The distribution system and storage constraints are mostly important to local maintenance staff and facility managers, but larger thermal storages equipment could be visible and important for inhabitants as well. Also, the level of noise of the distribution system could be of interest to inhabitants and users in the neighborhood.
When it comes to the building and facility, there are planners and architects involved. The end users or inhabitants play a limited role because they are often unknown and therefore categorized (according to building typology and use of the facility). Here, building codes have the role of defining the minimum requirements that would ensure comfortable use of the building. Involvement of planners and architects is normal, even more so in the next set of constraints that in particular is concerned with the indoor environment. Again, minimum requirements are established through building codes and standards. The building owner can decide on the level of indoor comfort, typically choosing between different levels/classifications (low, medium, high).
When it comes to the equipment in buildings and district systems, the technical functionality is defined in building codes and related standards. Planners and architects have the expertise to define them. However, some technologies can be chosen by the building owner or investor, e.g., if the building shall have a certain heating technology or specific façade technology.
There are different levels for applying EMP within an urban context: starting from the city level, followed by the neighborhood and then the group of buildings with their building regulations. The stakeholders involved can be framed into different categories as illustrated in Fig. 1.
Ideally, the potential reduction goals should be discussed on different levels with the relevant stakeholders in various constellations. A stakeholder forum would encourage a top-down approach, however, in some cases, a bottom-up approach seems more promising. There is the intrinsic problem that different stakeholder perspectives may result in an unclear nature of the problem since stakeholders at different levels view the problem differently. Architects and planners must rethink buildings and spaces; public authorities need to adapt organization and procedures; lawyers need to adapt legal and policy adaptation, etc. This can cause a lack of a unique problem statement and the choice of inadequate solutions for emission reduction.
Figure 2 illustrates the model by visualizing the boundaries in EMP by diagramming the top-down and bottom-up approaches for EMP on a neighborhood level. There are constraints coming from the building level, as well as from the regional level that will limit the technical possible solutions for a site-specific EMP. Various valid objectives possibly conflicting on short-to-medium terms require prioritizing (carbon-free cities; cheap affordable energy for all; regional energy self-sufficiency; job promoting energy system; fully renewable energy sources; etc.).
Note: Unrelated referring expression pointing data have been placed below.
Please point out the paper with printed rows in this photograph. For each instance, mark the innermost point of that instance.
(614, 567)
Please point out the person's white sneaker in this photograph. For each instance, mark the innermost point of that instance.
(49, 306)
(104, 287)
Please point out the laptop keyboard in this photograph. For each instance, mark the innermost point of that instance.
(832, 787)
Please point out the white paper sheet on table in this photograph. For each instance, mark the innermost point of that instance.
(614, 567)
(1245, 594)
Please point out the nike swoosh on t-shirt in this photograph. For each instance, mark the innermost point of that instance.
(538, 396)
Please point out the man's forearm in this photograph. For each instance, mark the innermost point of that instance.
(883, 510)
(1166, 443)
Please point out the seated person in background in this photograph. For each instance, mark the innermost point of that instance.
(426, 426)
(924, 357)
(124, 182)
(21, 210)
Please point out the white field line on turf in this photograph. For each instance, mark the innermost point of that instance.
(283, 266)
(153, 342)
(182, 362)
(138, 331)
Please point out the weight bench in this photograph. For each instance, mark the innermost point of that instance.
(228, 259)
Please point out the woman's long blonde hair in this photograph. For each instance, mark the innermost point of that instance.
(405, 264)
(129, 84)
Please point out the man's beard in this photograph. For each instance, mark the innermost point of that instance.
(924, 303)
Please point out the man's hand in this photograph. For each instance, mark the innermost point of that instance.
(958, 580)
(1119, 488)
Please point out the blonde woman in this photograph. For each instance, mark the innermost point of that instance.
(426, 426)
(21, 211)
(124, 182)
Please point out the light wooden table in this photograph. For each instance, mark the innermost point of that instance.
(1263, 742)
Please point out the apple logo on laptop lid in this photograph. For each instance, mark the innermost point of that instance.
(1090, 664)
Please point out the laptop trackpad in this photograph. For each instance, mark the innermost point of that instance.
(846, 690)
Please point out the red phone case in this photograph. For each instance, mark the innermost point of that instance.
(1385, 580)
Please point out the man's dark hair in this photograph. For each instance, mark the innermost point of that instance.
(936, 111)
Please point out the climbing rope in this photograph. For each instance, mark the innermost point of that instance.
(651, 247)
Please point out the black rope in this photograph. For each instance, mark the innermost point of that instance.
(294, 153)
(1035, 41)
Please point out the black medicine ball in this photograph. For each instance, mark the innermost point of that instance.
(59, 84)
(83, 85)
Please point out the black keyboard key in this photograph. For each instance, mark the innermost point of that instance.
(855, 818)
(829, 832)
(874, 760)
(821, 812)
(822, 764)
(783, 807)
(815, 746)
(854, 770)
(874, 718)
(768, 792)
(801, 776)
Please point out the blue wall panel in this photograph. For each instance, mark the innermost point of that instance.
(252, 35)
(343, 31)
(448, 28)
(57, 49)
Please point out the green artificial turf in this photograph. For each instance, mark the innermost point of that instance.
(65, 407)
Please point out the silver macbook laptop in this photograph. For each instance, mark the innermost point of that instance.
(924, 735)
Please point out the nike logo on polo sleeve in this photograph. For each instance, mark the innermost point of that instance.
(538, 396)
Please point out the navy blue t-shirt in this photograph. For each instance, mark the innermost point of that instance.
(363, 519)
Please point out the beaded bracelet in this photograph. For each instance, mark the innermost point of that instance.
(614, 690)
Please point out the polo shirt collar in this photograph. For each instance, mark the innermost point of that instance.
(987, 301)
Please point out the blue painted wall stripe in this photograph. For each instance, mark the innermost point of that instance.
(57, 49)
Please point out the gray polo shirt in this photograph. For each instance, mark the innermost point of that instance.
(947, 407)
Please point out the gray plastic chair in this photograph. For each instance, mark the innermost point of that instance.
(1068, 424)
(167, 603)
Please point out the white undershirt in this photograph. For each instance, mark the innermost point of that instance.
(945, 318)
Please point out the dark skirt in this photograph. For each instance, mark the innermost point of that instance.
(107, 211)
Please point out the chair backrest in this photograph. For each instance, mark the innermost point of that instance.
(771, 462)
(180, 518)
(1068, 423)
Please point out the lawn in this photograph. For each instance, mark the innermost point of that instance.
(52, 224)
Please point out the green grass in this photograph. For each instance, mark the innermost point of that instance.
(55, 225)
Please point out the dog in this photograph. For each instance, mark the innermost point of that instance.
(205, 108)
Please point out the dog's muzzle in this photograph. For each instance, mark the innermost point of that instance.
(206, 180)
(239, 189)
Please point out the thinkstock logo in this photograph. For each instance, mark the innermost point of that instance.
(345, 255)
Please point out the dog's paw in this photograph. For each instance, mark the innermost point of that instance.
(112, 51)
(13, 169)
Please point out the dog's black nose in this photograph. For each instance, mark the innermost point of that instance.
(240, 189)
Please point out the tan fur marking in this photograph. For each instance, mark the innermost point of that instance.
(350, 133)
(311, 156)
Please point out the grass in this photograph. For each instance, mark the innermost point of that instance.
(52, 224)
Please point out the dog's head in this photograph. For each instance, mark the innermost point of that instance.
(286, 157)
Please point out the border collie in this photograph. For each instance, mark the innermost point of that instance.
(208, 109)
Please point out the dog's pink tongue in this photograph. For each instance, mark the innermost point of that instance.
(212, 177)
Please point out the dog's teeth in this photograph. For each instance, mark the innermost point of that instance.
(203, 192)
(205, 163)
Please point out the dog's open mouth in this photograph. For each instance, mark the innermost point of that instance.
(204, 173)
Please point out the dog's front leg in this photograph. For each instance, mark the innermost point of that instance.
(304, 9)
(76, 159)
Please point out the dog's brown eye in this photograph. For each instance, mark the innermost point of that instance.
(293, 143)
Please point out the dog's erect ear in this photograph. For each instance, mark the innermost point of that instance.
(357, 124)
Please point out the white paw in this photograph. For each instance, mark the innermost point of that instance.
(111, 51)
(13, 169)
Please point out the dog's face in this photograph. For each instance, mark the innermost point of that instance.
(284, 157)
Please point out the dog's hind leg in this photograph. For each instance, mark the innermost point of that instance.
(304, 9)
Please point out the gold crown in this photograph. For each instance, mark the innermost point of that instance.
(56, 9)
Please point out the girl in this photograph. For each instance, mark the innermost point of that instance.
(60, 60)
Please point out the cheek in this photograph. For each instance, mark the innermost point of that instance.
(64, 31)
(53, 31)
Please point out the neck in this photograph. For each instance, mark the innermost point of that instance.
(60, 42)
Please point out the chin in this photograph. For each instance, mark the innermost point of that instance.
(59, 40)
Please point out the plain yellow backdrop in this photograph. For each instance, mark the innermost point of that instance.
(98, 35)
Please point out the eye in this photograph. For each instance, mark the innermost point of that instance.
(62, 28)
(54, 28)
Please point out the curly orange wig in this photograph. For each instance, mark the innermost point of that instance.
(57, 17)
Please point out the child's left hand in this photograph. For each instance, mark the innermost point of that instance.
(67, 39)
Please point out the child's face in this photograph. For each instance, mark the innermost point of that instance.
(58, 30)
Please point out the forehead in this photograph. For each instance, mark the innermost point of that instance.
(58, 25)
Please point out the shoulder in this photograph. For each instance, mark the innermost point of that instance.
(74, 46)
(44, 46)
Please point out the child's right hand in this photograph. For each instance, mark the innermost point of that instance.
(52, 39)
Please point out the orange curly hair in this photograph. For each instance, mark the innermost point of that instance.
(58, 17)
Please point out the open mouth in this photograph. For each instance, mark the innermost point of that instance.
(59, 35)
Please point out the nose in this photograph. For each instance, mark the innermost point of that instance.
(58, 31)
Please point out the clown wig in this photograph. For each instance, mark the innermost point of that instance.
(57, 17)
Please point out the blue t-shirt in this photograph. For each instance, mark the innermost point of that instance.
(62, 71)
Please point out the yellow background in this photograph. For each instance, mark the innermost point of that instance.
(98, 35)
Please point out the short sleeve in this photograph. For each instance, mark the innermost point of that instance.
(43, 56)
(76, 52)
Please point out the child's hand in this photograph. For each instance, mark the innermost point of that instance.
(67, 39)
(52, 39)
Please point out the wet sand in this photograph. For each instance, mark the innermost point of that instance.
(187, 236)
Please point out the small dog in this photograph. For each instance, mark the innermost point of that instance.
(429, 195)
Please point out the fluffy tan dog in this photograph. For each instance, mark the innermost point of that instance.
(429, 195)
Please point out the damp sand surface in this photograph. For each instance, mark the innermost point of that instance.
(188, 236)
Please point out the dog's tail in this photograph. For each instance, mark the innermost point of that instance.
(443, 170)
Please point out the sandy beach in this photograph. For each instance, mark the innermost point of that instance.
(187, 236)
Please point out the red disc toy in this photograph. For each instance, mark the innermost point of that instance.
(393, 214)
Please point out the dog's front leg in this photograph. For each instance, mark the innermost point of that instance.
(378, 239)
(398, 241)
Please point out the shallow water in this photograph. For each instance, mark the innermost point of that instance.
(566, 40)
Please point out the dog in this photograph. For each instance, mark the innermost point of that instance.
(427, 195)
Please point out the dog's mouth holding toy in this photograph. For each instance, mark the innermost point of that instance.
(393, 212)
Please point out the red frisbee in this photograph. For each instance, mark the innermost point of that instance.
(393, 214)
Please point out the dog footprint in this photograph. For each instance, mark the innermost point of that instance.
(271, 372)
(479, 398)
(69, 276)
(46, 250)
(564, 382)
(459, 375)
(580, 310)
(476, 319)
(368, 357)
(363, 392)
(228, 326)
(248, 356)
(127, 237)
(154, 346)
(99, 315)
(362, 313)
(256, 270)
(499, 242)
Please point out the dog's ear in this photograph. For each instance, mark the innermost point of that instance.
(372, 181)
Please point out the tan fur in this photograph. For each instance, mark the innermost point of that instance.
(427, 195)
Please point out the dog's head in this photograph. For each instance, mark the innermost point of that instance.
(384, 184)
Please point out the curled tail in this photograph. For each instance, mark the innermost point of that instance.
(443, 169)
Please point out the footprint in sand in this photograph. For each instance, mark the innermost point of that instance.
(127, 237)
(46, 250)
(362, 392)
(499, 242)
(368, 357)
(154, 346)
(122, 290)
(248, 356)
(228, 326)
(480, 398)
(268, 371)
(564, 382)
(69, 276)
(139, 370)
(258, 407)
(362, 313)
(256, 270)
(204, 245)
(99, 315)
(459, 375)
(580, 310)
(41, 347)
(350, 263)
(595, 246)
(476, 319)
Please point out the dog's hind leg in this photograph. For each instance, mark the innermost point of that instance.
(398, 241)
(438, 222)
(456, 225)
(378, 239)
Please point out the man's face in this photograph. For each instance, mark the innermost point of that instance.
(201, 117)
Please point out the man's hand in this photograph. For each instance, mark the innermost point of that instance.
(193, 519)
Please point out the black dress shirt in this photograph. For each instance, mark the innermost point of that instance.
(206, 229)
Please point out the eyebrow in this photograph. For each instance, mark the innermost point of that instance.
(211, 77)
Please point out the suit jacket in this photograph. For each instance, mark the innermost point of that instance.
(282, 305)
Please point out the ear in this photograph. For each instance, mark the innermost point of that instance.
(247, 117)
This problem is intensified by the dynamic nature of energy planning parameters (energy price fluctuation; evolving new technologies; population growth; high urbanization rates; changing political actors and agendas etc.).
The quality of physical data is often not available, hindered by privacy and/or measurability issues. This aspect is enhanced by a vast set of technology options, uncertainties on effectiveness, and constantly evolving new solutions at different technological readiness levels.
While locational threats usually do not influence technology selections, locational resource limits, as well as the limits of existing distribution and energy storage systems, can profoundly affect technology selection.
Ambiguity in purpose leads to a lack of clarity about successful outcomes. This may lead to conflicting objectives. On the other hand, ambiguity in values prevents the clear assessment of outcomes. Different stakeholders will value sustainability criteria differently depending on their objective (societal benefits of clean energy opposed to the need for low investment costs, the “landlord- tenant” dilemma; top-down planning or bottom-up collaborative planning; etc.). Therefore, it is important that key performance indicators are introduced and that their weighted values are agreed upon at the beginning of the process.
Identified framing constraints should be evaluated as either a hard or soft constraint. If not, constraints that can be overcome may be missed and promising technologies stripped out of a final EMP solution.
On the political level, we find often unclear policy responsibilities and ambiguous values to address climate change, as well as disagreement on societal effectiveness of climate change policy. This is enhanced on the administrative level with ill-defined responsibilities, budgets and implementation procedures, no established standardized way on the definition and the monitoring and reporting of key performance indicators. On top of this, governments need to reach sustainability targets and safeguard public interest, while energy providers need to make profits and individuals need to reduce expenses.